School of Information Systems, Queensland University of Technology, Brisbane, Australia.
J Diabetes Metab Disord. 2023 Nov 22;23(1):603-617. doi: 10.1007/s40200-023-01321-2. eCollection 2024 Jun.
Diabetes has become a leading cause of mortality in both developed and developing countries, impacting a growing number of individuals worldwide. As the prevalence of the disease continues to rise, researchers have diligently worked towards developing accurate diabetes prediction models. The primary aim of this study is to utilize a diverse set of machine learning algorithms to detect the presence of diabetes, particularly in females, at an early stage. By leveraging these methods, this research seeks to provide physicians with valuable tools to identify the disease early, enabling timely interventions and improving patient outcomes.

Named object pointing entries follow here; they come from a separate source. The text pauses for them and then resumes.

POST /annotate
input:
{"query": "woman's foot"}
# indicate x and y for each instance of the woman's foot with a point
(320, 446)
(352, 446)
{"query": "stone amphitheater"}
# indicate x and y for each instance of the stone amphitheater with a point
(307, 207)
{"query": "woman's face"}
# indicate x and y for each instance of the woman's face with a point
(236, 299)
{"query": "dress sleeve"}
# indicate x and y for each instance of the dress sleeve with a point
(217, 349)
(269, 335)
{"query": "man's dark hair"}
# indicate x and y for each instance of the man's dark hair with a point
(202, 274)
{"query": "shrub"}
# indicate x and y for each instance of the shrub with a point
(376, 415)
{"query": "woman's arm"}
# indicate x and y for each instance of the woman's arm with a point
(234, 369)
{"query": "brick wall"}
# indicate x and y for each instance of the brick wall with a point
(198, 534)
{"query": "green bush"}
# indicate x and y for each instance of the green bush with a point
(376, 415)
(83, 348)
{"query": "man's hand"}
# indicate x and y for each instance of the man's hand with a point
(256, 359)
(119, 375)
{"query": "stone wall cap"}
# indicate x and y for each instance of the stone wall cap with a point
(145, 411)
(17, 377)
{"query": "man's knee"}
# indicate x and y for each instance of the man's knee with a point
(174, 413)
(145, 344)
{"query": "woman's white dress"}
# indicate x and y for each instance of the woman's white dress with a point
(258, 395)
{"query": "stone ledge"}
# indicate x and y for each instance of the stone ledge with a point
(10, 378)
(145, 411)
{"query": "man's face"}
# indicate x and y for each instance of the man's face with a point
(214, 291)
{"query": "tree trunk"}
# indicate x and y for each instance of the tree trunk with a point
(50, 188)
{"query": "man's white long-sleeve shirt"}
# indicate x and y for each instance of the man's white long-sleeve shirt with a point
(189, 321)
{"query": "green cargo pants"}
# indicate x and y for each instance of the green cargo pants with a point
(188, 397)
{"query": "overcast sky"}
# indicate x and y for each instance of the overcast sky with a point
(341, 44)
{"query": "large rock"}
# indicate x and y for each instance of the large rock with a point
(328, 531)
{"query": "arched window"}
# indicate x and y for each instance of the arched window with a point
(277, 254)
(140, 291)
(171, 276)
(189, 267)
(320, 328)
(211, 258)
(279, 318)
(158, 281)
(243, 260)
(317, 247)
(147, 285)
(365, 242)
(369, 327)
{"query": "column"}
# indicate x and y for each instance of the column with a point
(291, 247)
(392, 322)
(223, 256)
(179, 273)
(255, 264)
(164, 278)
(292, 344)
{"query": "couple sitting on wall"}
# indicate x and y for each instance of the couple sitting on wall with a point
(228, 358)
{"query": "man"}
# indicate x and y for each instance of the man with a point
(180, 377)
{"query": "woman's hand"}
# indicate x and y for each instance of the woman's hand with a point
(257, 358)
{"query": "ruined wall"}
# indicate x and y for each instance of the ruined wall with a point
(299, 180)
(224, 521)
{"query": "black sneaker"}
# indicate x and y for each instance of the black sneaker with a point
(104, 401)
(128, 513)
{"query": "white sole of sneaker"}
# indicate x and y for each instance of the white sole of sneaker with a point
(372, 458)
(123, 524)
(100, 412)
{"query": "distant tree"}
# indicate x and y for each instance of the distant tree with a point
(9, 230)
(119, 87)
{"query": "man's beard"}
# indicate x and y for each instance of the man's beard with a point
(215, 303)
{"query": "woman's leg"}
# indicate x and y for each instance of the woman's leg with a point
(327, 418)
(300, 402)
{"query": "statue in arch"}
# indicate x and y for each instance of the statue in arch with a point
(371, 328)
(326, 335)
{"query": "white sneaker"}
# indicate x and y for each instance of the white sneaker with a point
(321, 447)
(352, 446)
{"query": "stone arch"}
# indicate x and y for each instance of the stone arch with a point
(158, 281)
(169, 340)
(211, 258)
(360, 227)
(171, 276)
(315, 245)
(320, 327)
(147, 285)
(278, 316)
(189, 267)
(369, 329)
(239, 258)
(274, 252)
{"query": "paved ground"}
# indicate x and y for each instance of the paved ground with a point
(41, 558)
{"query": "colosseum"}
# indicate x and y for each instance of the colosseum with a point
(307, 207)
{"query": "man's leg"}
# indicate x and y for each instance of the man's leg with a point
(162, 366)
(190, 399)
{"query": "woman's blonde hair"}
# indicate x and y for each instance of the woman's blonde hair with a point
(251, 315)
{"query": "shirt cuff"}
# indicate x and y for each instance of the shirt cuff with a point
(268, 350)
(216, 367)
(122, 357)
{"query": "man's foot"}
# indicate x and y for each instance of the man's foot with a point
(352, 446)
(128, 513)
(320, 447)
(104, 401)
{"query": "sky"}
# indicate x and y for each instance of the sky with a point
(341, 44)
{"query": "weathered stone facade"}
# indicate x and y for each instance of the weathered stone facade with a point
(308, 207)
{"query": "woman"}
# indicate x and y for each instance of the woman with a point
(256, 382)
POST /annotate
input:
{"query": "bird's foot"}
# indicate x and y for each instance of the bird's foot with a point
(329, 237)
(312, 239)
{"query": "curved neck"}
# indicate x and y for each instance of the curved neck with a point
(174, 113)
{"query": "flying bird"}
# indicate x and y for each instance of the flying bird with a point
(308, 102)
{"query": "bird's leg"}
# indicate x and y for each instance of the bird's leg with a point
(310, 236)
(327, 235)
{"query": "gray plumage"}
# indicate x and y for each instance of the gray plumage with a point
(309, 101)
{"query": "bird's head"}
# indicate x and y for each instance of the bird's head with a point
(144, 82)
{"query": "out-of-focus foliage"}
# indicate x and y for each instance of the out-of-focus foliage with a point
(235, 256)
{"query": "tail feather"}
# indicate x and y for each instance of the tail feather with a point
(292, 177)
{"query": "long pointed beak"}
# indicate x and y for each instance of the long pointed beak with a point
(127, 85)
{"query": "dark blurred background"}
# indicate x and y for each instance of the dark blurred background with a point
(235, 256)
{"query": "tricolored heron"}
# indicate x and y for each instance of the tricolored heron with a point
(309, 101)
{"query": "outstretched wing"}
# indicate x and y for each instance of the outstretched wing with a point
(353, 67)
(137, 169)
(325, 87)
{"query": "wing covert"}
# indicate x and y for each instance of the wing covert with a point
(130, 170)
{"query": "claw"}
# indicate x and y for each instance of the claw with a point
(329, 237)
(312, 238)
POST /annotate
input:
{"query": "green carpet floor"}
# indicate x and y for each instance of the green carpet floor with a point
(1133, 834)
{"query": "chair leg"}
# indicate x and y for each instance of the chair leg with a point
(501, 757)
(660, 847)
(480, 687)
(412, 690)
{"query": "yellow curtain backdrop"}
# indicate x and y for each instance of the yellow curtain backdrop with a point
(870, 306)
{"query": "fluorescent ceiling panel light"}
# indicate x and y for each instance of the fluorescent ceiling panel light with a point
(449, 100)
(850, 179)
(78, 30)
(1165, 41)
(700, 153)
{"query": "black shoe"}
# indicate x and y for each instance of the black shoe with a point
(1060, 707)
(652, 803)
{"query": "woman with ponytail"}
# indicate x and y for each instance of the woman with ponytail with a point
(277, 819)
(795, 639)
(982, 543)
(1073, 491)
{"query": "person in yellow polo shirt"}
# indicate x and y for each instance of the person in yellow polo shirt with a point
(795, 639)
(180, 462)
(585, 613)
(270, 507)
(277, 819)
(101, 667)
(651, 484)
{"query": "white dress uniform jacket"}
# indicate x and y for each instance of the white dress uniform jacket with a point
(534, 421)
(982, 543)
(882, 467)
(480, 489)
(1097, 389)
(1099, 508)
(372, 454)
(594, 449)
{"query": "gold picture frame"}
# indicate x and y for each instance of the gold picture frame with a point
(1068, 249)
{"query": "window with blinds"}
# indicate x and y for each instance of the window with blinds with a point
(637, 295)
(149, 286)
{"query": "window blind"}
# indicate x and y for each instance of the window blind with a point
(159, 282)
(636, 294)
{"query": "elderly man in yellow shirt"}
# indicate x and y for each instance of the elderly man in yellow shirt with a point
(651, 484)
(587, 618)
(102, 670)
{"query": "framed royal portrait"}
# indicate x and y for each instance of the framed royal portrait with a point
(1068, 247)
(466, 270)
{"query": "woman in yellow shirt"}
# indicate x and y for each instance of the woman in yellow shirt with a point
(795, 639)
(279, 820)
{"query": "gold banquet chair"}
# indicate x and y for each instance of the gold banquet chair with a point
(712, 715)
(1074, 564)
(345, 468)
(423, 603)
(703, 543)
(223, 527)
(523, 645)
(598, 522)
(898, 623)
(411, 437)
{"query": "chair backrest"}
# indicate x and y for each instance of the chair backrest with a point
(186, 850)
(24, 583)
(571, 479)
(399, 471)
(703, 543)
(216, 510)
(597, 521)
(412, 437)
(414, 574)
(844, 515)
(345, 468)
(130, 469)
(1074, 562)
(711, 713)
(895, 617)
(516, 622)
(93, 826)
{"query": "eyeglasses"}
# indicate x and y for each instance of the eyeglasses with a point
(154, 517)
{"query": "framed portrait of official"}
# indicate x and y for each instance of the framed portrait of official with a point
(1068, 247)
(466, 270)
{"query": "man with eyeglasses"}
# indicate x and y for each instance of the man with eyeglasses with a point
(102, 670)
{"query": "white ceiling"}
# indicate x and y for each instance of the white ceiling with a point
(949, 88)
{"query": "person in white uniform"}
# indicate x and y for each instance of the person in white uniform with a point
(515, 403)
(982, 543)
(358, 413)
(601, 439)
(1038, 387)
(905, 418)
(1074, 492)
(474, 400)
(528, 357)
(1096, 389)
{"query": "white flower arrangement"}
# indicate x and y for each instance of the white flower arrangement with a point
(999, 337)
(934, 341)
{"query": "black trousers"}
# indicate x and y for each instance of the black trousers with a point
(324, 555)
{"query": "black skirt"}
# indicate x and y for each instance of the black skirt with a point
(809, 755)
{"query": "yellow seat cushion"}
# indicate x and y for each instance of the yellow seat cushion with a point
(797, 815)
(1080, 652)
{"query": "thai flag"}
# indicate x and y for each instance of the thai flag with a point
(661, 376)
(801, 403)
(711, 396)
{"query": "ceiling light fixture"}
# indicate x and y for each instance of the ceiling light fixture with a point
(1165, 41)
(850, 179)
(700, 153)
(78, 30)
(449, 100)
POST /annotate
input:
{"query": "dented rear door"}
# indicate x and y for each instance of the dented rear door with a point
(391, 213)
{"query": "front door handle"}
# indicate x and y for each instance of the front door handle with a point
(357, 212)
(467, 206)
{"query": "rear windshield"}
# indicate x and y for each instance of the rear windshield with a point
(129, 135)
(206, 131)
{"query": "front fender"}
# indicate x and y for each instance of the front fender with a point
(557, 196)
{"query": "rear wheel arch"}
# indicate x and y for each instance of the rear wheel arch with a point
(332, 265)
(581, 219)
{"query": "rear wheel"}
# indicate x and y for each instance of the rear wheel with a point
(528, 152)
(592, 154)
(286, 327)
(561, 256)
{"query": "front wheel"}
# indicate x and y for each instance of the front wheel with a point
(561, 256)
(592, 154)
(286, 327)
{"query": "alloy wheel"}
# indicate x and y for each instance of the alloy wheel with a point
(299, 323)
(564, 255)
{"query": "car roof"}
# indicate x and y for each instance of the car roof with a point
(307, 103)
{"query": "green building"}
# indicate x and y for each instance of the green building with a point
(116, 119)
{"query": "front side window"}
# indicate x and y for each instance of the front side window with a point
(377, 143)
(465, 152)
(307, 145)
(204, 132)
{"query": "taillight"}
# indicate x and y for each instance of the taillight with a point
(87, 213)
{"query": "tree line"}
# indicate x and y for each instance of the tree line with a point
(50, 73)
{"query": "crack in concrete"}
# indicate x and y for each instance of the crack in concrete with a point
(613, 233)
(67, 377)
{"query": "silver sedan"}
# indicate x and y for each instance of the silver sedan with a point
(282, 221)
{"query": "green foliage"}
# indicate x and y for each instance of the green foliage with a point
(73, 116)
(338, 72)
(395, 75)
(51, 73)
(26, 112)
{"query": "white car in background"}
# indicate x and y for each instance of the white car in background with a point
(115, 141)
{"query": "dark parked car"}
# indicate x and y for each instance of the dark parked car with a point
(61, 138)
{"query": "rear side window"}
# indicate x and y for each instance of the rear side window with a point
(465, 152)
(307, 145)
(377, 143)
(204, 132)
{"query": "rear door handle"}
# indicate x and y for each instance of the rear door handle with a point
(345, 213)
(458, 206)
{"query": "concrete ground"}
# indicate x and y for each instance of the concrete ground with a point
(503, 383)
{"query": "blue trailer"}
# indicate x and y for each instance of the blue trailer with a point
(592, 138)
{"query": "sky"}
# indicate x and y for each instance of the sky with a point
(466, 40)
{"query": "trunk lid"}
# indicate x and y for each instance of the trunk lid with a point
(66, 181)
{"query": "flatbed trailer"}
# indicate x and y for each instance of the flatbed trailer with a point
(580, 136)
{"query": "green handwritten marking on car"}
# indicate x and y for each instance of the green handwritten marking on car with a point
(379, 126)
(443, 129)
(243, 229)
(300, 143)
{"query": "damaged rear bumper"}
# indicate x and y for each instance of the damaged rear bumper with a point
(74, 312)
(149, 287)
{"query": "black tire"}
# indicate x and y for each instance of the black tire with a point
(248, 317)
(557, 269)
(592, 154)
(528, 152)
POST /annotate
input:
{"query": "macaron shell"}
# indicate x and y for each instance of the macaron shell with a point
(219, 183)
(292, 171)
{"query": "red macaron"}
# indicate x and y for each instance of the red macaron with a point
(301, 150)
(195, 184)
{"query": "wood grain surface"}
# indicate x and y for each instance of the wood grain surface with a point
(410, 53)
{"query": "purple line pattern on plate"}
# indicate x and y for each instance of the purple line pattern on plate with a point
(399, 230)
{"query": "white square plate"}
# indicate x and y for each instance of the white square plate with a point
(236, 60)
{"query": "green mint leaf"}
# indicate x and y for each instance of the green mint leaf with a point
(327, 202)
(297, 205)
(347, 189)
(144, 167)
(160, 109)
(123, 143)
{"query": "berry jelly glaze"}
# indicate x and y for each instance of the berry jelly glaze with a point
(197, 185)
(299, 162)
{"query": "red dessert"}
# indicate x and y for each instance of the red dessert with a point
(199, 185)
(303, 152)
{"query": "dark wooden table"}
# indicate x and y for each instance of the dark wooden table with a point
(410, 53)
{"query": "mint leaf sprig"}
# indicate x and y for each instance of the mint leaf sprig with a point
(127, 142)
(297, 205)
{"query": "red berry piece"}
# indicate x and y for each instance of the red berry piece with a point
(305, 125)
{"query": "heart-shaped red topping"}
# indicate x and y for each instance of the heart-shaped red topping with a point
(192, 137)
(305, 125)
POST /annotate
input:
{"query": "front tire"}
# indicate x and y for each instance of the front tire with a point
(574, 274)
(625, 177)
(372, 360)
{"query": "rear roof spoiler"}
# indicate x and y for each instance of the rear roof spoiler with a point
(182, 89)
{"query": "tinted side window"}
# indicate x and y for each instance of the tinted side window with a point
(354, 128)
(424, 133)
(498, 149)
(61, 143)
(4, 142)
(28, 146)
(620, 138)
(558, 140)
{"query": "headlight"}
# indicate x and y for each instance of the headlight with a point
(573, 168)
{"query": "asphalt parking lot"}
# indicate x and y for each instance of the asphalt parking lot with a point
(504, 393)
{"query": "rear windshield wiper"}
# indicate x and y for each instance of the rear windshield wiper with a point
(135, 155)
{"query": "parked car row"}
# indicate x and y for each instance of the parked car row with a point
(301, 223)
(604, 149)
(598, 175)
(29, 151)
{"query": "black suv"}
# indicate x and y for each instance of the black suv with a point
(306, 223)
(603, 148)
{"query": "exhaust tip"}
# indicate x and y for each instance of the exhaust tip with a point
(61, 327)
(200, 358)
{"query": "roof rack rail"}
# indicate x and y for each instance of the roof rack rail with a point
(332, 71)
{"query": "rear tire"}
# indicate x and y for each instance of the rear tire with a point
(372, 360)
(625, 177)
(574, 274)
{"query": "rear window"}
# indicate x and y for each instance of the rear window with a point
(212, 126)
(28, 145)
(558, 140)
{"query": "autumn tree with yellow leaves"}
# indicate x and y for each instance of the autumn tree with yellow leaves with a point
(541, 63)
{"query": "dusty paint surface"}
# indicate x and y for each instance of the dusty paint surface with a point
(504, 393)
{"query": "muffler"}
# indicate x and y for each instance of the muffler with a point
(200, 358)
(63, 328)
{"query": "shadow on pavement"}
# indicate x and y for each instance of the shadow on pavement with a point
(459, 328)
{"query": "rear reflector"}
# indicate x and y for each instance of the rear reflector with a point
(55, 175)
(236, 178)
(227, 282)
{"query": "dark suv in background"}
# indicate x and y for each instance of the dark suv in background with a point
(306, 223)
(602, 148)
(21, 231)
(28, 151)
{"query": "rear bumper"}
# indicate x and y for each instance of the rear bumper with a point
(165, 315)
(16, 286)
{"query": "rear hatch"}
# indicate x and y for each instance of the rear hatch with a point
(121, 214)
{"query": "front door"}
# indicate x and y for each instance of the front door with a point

In this study, some state-of-the-art machine learning techniques, such as random forest classifiers with gridsearchCV, XGBoost, NGBoost, Bagging, LightGBM, and AdaBoost classifiers, were employed. These models were chosen as the base layer of our proposed stacked ensemble model because of their high accuracy. Before feeding the data into the models, the dataset was preprocessed to ensure optimal performance and obtain improved results.
The accuracy achieved in this study was 92.91%, which demonstrates its competitiveness with the existing approaches. Moreover, the utilization of the Shapley additive explanation (SHAP) facilitated the interpretation of machine learning models.
We anticipate that these findings will be beneficial to healthcare providers, stakeholders, students, and researchers involved in diabetes prediction research and development.
糖尿病已成为发达国家和发展中国家的主要死因,影响着全球越来越多的人。随着该疾病患病率持续上升,研究人员一直在努力开发准确的糖尿病预测模型。本研究的主要目的是利用多种机器学习算法在早期阶段检测糖尿病的存在,尤其是在女性中。通过利用这些方法,本研究旨在为医生提供有价值的工具,以便早期识别疾病,从而实现及时干预并改善患者预后。
在本研究中,采用了一些最先进的机器学习技术,如带网格搜索交叉验证的随机森林分类器、XGBoost、NGBoost、装袋法、LightGBM和AdaBoost分类器。由于这些模型具有较高的准确性,因此被选为我们提出的堆叠集成模型的基础层。在将数据输入模型之前,对数据集进行了预处理,以确保最佳性能并获得更好的结果。
本研究取得的准确率为92.91%,这表明了其与现有方法的竞争力。此外,使用夏普利值加法解释(SHAP)有助于对机器学习模型进行解释。
我们预计这些发现将对参与糖尿病预测研发的医疗保健提供者、利益相关者、学生和研究人员有益。